An optimized protocol of three-phase partitioning (TPP) was used to obtain the C. pseudotuberculosis exoproteins, and a newly introduced method of data-independent MS acquisition (LC-MSE) was employed for protein identification and label-free quantification. Additionally, the recently developed tool SurfG+ was used for in silico prediction of sub-cellular localization of the identified proteins. In total, 93 different extracellular proteins of C. pseudotuberculosis were identified with high confidence by this strategy; 44 proteins were commonly identified in two different strains, isolated from distinct hosts, then composing a core C. pseudotuberculosis exoproteome. Analysis with the SurfG+ tool showed that more than 75% (70/93) of the identified proteins could be predicted as containing signals for active exportation. Moreover, evidence could be found for probable non-classical export of most of the remaining proteins.

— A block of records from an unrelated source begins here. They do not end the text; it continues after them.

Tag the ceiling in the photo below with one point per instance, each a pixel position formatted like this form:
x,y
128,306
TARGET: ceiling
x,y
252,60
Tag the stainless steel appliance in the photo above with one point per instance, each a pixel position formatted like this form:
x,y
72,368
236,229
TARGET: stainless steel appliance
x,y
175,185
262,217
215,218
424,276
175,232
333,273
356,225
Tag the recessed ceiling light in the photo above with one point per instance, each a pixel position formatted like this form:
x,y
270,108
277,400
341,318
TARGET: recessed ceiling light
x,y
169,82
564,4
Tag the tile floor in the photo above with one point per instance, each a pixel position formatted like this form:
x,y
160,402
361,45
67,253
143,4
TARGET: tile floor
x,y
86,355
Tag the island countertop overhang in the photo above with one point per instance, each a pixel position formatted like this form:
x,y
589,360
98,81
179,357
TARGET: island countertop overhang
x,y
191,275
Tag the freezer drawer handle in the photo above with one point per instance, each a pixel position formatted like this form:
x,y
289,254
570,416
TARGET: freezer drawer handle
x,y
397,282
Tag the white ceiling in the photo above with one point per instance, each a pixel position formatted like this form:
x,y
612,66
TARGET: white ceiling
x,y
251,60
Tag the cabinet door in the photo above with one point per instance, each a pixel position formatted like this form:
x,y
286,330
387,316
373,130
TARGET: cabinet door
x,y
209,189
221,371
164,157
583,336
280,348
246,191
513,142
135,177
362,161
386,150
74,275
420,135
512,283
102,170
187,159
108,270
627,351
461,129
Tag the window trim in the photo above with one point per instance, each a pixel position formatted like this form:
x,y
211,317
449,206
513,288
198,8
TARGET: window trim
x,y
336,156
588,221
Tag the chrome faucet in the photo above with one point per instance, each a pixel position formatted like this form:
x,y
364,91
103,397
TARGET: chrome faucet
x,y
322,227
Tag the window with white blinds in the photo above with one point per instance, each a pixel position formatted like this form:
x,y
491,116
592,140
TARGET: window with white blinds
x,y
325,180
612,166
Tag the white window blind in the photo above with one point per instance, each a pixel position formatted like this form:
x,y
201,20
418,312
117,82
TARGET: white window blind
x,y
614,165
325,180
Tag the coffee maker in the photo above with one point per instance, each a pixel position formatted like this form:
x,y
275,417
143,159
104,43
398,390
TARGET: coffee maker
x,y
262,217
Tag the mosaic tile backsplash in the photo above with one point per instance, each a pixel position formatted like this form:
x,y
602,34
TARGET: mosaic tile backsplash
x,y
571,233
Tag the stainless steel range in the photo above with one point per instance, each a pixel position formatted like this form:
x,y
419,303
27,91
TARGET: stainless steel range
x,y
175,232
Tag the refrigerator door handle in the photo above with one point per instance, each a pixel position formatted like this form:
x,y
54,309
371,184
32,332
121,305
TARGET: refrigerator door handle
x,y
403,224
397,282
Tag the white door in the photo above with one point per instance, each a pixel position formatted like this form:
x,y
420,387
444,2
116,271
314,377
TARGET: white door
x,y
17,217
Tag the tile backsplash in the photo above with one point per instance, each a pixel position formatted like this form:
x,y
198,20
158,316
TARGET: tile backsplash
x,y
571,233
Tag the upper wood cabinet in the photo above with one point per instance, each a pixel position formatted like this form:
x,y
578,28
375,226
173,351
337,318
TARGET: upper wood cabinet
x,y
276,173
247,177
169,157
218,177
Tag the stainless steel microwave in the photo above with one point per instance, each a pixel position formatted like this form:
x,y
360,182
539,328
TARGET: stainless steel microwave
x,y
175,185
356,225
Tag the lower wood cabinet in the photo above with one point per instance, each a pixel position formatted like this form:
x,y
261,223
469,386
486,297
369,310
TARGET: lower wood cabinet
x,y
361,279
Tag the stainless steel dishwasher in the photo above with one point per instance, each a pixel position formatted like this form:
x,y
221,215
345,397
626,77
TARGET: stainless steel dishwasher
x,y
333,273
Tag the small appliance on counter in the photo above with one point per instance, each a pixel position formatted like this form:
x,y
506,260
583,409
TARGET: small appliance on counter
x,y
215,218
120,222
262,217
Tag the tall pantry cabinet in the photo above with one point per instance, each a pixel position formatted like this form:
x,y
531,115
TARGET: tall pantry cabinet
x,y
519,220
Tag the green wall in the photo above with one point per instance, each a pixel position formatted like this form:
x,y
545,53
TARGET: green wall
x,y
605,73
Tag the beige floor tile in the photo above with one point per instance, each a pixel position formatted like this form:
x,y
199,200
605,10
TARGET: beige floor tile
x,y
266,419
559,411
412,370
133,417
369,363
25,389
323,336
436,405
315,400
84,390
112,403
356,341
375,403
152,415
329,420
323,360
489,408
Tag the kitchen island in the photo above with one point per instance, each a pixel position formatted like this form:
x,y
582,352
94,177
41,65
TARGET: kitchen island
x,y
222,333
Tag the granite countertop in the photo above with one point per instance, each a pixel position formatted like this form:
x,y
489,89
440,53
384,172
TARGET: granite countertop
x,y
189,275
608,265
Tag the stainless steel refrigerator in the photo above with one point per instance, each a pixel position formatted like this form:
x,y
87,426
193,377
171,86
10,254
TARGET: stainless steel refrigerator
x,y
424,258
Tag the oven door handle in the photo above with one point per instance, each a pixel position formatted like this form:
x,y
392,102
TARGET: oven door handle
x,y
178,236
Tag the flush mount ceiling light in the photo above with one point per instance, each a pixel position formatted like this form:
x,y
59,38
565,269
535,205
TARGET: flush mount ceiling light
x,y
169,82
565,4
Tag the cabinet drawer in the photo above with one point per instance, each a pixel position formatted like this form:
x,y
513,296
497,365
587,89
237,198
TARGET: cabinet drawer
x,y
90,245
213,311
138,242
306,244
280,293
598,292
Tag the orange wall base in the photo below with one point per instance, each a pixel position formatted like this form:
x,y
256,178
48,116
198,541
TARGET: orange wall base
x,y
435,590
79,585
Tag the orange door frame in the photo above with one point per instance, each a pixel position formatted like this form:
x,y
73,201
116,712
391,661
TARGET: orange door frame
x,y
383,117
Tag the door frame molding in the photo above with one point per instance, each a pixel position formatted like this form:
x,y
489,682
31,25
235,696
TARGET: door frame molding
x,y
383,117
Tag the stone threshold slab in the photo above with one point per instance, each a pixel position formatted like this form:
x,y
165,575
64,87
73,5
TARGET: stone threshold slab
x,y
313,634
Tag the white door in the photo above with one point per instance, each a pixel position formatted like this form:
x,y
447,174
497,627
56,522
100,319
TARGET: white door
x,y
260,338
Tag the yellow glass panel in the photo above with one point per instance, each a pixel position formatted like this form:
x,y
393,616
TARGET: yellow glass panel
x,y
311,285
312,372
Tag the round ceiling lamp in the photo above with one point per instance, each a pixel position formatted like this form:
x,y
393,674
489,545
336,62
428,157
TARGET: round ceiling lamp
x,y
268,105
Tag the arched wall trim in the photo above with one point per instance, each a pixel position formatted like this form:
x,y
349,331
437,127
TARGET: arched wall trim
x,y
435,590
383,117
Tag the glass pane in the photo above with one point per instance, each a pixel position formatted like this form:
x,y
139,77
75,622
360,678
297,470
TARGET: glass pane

Comparative analyses of the exoproteomes of two C. pseudotuberculosis strains, in addition to comparison with other experimentally determined corynebacterial exoproteomes, were helpful to gain novel insights into the contribution of the exported proteins in the virulence of this bacterium. The results presented here compose the most comprehensive coverage of the exoproteome of a corynebacterial species so far.